On Friday, March 13th, the city of Youngstown and local health officials held a press conference inside the Covelli Centre.
Their message: “Don’t take a risk.”
Looking back on the video footage of that day, what strikes me is seeing a room full of people, not wearing masks, standing close together.
By the following week, the video department was working from home. One of our employees was denied entry to a press event because of a high temperature. Thankfully, he tested negative for COVID-19.
Still, we quickly realized we had to address a new set of challenges. How do we interview people when we can’t get near them? And how do we create daily content when all of the events are canceled and everyone is limiting the people they allow inside their businesses?
Our staff got creative.
Maggie Young, who hosts our arts and entertainment After Hours Report, suddenly found herself without content. She began curating all the virtual events and demonstrating ways to beat boredom, such as cooking dishes published in the Recipes of Youngstown Cookbook.
On the Daily Buzz, we pivoted from doing long-form, feature-type stories to more of a news-based format.
We also started sitting in on Gov. Mike DeWine’s daily updates and then going live on Facebook to notify the public of the highlights.
Again, we had to purchase new equipment.
Gone were the days when a videographer could stand next to the camera and pass the microphone back and forth. Now we set the microphone on a stand, connect it to the camera with a long cable and conduct the interview from six to 12 feet back.
By late June, we were back in the office and the department, like the public, was getting accustomed to the new reality. More and more events were being held virtually, which meant the number of events we could cover began to pick up, though now we were covering them from our office.
Being an election year, our staff is always prepared for an acceleration of activity as November nears.
To ensure everyone had an equal opportunity to get in on the fun, we randomly drew names to create a list, then placed a red Star Trek T-shirt next to the first name.
If you had the shirt next to your name you were on deck for whatever unexpected election event needed to be covered. Once you fulfill your duty, the shirt moves to the next name.
This year the shirt was used only once, when Ivanka Trump visited the Mahoning County Career and Technical Center on a Saturday.
By the time the election was in full swing, the Daily Buzz had fully transitioned to a newscast format. We were able to create compelling (we hope), informative daily content by leveraging the stories produced by our reporters.
As we head into 2021, the video crew is eager for the opportunity to get back in the field and cover the growth of businesses in our region.
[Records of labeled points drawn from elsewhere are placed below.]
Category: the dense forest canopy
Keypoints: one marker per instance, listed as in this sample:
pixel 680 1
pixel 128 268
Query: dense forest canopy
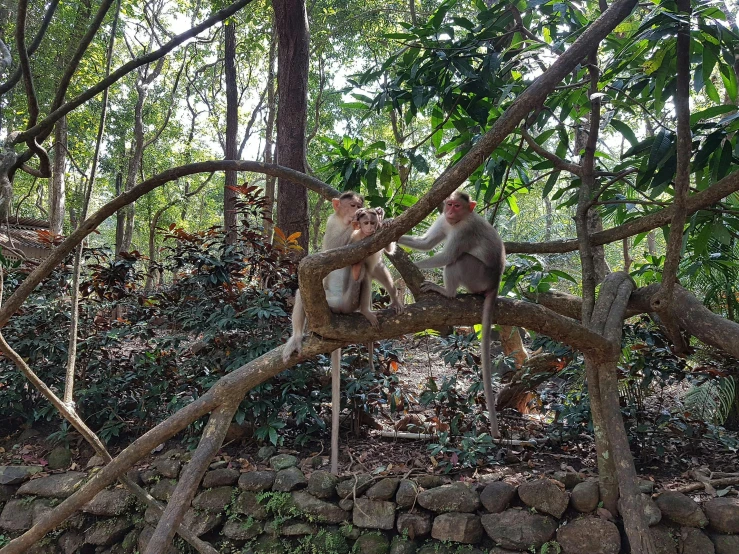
pixel 191 148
They, like us, have stories to tell about how they navigated 2020 and what they have planned for the future.
Here’s to 2021!
Jeremy Lydic: Reporting Practices Adapt In 2020 to ‘New Reality’
In the film “The Way of the Gun,” Mr. Parker, played by Ryan Phillippe says, “I think a plan is just a list of things that don’t happen.”
Though that statement might seem cynical in a typical year, it’s rather apt for 2020. As the coronavirus became very real imposed its presence in February and March, it upended the plans of businesses, schools and manufacturers.
Downtown Youngstown became desolate. And from mid-March to June, I found myself working at my dining room table.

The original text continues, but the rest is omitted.